DES CHAMBRES "MOINS EFFICACES" ?

Les points d’achoppement - Pour le SJF qui rassemble 70% des 350 magistrats financiers, cette réforme va générer "une longue période d’incertitude", confie son président Sylvain Huet à Europe1.fr. La réforme Séguin prévoyait, selon lui, une réduction des effectifs de 15 %. "Aujourd’hui, plus rien n’est indiqué clairement. Ce texte est, en effet, un blanc-seing signé par les députés au gouvernement qui décidera ensuite comme il souhaite le faire par décret", ajoute le syndicaliste qui s’attend donc à de mauvaises nouvelles.

Pour lui, sept CRC sont directement menacées : celle de Franche-Comté, du Limousin, de Champagne-Ardenne et de Basse-Normandie. Les CRC d'Alsace, d'Auvergne, de Haute-Normandie, de Picardie et de Poitou-Charentes pourraient également être dans le collimateur du gouvernement, pense-t-il.

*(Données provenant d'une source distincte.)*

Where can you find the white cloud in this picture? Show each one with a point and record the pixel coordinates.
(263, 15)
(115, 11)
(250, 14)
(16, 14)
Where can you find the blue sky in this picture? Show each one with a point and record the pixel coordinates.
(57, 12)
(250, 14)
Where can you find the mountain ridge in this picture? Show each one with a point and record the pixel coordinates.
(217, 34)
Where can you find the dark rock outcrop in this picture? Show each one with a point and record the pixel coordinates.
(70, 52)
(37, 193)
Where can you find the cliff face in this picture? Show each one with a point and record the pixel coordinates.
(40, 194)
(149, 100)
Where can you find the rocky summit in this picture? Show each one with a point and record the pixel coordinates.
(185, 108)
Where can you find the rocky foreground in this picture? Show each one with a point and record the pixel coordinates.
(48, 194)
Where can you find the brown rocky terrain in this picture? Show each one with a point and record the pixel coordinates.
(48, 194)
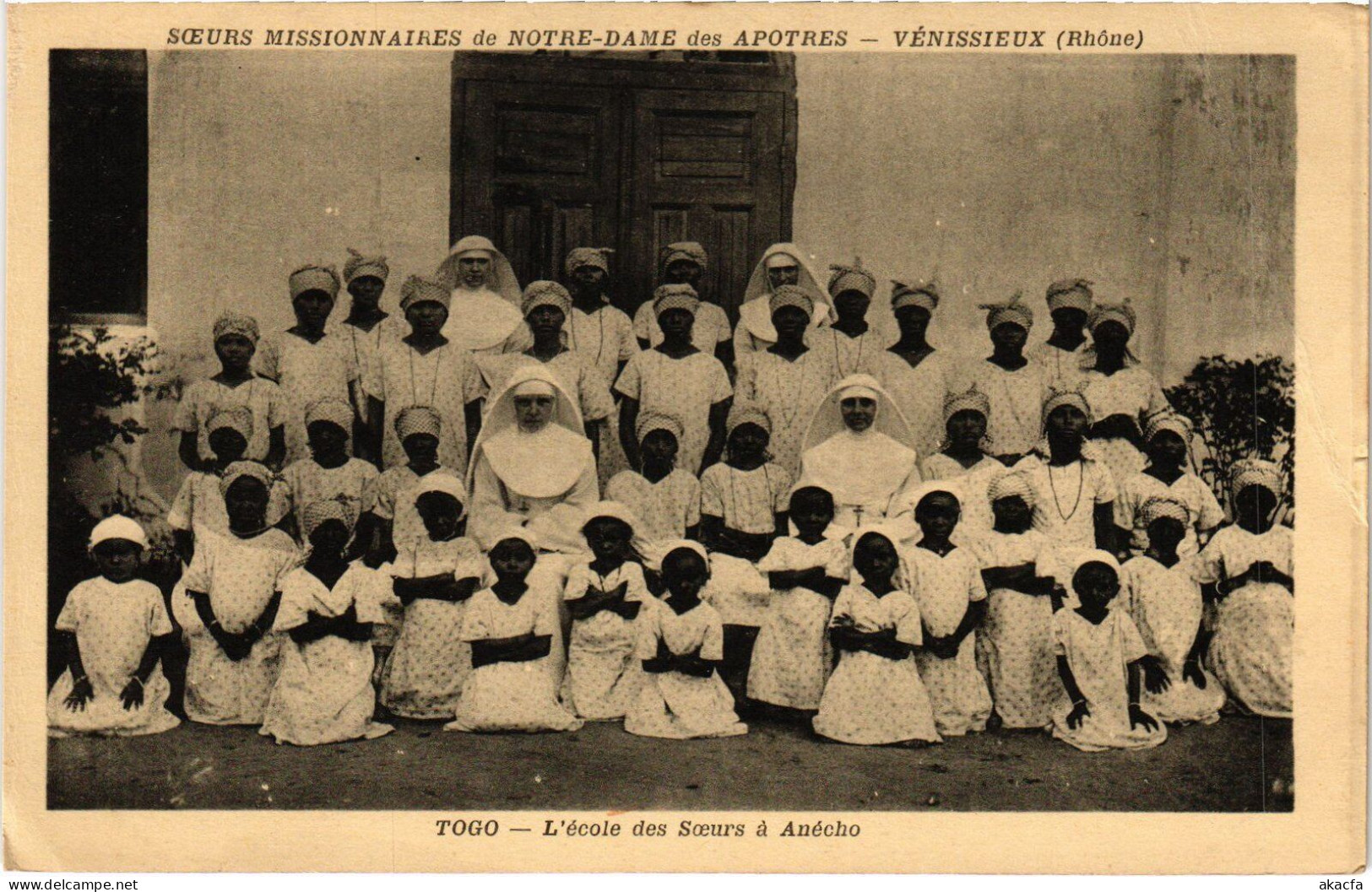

La suppression de ces chambres "va changer beaucoup de choses sur la manière dont on travaille aujourd’hui", assène Sylvain Huet. "Nos déplacements sont nécessaires - notamment, quand un budget élevé alloué à une association nous paraît suspect. Il faut alors nous rendre sur place pour constater comment se déroulent concrètement les choses. Ce que nous ne pourront presque plus faire, en raison de la distance", ajoute-t-il.

Ce que les magistrats demandent - Le SJF espère d’abord une saisine par 60 sénateurs du Conseil constitutionnel qui pourrait retoquer le texte, explique Sylvain Huet qui regrette qu’une partie de la réforme ait été abandonnée. A l’origine, le texte "prévoyait, en effet, que les CRC puissent engager la responsabilité d’un ministre ou d’un responsable local contre sa mauvaise gestion. Des sanctions pouvant aller jusqu’à deux ans de salaires étaient même prévues", indique-t-il. Exit cette disposition : "il ne reste plus qu’une logique comptable", regrette-t-il. Nous demandons "le retrait pur et simple" de ce projet.